Tra il muro-scudo ungherese anti migranti
e gli annunci dei danesi sui quotidiani in lingua araba ("non venite in
Danimarca!"), una sorprendente iniziativa inglese invita a mettersi nei
panni degli altri. Per davvero.
Empatia, questa sconosciuta. Eppure,
comprendere i processi psichici dell'altro o, più semplicemente,
"sentire" che cosa provano gli altri mettendosi - metaforicamente -
nei loro panni è una chiave per vivere meglio con le persone del nostro mondo
e, oggi più che mai, per entrare in contatto con quell'universo di culture che
la globalizzazione dell'economia ha imposto.
Anche con chi "entra in
contatto" in situazioni estreme, com'è il caso dell'imponente ondata
di profughi di questo periodo. «La nostra incapacità di capire
il punto di vista degli altri, le loro esperienze e i loro sentimenti sono alla
base del pregiudizio, del conflitto e della disuguaglianza: l'empatia è
l'antidoto di cui abbiamo bisogno», sostiene l'autore del best seller Emphaty,
l'inglese Roman Krznaric.
Proprio dagli inglesi arriva un originale
invito: sulla riva del Tamigi, una performance - A Mile in My Shoes -
invita a calzare le scarpe di un'altra persona e ad ascoltare la sua vita in
cuffia, interpretando alla lettera il detto (inglese) "prima di giudicare
qualcuno, cammina un miglio con le sue scarpe". Un'esortazione a
esercitare l'empatia senza farsi travolgere dall'emozione.
Laura Boella, docente di Filosofia morale
alla Statale di Milano, lo ha definito con esattezza in una intervista: «La
tesi che emerge dagli studi sui circuiti neuronali sostiene che l'empatia è
un'esperienza molto complessa, non riconducibile solo a una risposta emotiva
automatica.

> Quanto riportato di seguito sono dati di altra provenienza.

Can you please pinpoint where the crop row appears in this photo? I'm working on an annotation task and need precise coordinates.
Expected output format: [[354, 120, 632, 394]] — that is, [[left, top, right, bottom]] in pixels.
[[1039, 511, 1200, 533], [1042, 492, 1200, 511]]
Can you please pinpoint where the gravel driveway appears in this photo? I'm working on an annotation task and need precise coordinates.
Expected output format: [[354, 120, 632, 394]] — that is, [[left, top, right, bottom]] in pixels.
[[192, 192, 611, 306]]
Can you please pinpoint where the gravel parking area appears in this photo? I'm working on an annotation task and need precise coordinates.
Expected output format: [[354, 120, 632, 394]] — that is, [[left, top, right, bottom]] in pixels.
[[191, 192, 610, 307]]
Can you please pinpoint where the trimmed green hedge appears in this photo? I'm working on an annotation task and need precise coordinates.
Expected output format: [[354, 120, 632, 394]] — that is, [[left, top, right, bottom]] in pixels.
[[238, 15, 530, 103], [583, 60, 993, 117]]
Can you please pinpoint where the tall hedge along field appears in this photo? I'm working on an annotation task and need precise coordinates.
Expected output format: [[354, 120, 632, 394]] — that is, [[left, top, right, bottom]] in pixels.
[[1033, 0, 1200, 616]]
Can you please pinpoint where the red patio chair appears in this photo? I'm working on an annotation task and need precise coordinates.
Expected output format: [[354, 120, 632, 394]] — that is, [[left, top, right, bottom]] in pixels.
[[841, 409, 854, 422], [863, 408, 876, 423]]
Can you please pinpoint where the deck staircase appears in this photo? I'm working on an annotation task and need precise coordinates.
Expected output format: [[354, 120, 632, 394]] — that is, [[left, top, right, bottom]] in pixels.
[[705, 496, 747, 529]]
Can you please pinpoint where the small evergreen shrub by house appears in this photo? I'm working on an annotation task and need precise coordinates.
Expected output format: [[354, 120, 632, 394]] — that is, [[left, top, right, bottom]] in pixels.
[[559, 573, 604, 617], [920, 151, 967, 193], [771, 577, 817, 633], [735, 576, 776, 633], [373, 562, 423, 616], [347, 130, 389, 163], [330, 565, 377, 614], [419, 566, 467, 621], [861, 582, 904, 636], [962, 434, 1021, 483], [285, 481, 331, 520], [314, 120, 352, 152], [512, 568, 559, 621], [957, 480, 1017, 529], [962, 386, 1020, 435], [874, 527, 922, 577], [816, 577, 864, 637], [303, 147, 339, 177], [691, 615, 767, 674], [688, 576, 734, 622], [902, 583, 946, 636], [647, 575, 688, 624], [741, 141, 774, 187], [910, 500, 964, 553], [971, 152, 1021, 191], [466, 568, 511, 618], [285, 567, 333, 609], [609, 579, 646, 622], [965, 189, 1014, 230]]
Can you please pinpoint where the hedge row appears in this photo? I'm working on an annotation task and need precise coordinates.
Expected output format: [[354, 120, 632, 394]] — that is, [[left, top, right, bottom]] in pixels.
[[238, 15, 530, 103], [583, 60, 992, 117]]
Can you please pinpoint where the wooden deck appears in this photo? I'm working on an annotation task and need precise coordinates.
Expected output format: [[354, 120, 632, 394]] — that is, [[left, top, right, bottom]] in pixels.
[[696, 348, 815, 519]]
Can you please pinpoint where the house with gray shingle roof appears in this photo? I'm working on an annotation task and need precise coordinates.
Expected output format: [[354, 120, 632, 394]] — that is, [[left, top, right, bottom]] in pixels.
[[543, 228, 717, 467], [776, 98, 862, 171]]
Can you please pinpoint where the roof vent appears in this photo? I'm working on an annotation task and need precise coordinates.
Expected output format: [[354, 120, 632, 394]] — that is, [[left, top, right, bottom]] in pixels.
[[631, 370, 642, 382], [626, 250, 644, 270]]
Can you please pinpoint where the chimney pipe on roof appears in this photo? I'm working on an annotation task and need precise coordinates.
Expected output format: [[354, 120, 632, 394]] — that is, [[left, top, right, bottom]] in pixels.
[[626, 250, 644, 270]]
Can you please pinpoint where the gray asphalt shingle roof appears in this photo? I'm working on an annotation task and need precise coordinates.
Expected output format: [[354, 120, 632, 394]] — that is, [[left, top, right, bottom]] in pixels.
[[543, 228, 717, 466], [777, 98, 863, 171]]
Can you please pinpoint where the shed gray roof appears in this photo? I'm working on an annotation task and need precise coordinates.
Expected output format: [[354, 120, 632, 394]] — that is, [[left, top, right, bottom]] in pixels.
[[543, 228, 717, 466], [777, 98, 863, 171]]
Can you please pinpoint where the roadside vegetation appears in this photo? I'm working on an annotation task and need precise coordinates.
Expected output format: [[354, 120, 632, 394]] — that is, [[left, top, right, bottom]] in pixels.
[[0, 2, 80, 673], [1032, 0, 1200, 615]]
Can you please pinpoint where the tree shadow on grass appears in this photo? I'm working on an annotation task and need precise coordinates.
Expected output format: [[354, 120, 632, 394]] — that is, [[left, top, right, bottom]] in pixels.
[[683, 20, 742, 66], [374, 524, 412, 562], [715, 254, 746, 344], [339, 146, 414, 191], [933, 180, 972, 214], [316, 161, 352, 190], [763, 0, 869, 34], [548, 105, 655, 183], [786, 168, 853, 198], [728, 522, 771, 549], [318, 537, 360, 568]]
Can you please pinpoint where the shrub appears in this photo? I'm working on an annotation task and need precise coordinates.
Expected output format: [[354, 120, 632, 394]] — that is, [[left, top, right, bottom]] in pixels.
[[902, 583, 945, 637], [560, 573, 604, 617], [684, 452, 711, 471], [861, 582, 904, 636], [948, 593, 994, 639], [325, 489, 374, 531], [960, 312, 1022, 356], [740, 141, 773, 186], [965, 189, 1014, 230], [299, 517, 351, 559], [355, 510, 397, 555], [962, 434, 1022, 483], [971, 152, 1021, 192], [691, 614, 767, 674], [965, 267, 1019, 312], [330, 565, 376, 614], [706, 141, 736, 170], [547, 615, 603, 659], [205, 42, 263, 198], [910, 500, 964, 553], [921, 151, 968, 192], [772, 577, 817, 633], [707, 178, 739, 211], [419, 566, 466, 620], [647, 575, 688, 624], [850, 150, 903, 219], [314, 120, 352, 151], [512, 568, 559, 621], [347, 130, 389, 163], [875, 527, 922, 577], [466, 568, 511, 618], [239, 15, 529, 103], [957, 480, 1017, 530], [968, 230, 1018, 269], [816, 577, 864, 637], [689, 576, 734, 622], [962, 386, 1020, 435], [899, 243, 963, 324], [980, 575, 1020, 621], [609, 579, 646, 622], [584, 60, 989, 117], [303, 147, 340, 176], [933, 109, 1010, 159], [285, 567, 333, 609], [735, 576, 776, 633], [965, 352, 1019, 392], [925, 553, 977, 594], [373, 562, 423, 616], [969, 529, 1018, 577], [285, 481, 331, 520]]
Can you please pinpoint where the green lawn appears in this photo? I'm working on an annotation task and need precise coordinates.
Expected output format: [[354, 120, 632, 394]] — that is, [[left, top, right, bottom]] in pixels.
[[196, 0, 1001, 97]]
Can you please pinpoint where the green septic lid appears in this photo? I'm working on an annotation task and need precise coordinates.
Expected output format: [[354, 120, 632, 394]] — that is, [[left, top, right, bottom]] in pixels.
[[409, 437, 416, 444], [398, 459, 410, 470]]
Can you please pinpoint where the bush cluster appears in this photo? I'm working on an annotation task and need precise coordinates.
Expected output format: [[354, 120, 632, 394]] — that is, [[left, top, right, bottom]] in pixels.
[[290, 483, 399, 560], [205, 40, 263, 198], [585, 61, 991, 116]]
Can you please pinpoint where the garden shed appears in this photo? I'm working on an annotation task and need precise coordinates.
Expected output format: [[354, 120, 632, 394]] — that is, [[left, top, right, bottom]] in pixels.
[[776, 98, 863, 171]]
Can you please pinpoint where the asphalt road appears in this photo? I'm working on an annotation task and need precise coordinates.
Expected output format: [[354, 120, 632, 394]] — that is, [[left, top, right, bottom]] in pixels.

La risposta emotiva è un fuoco di paglia: possiamo essere colpiti
dal dolore di una persona accanto a noi, ma affinché il proprio disagio
diventi attenzione per l'altro è importante l'intervento delle
capacità cognitive, che significa per esempio l'immaginare la vita altrui e
comprenderla. Insomma, bisogna lavorarci un po' su, mettendosi in gioco».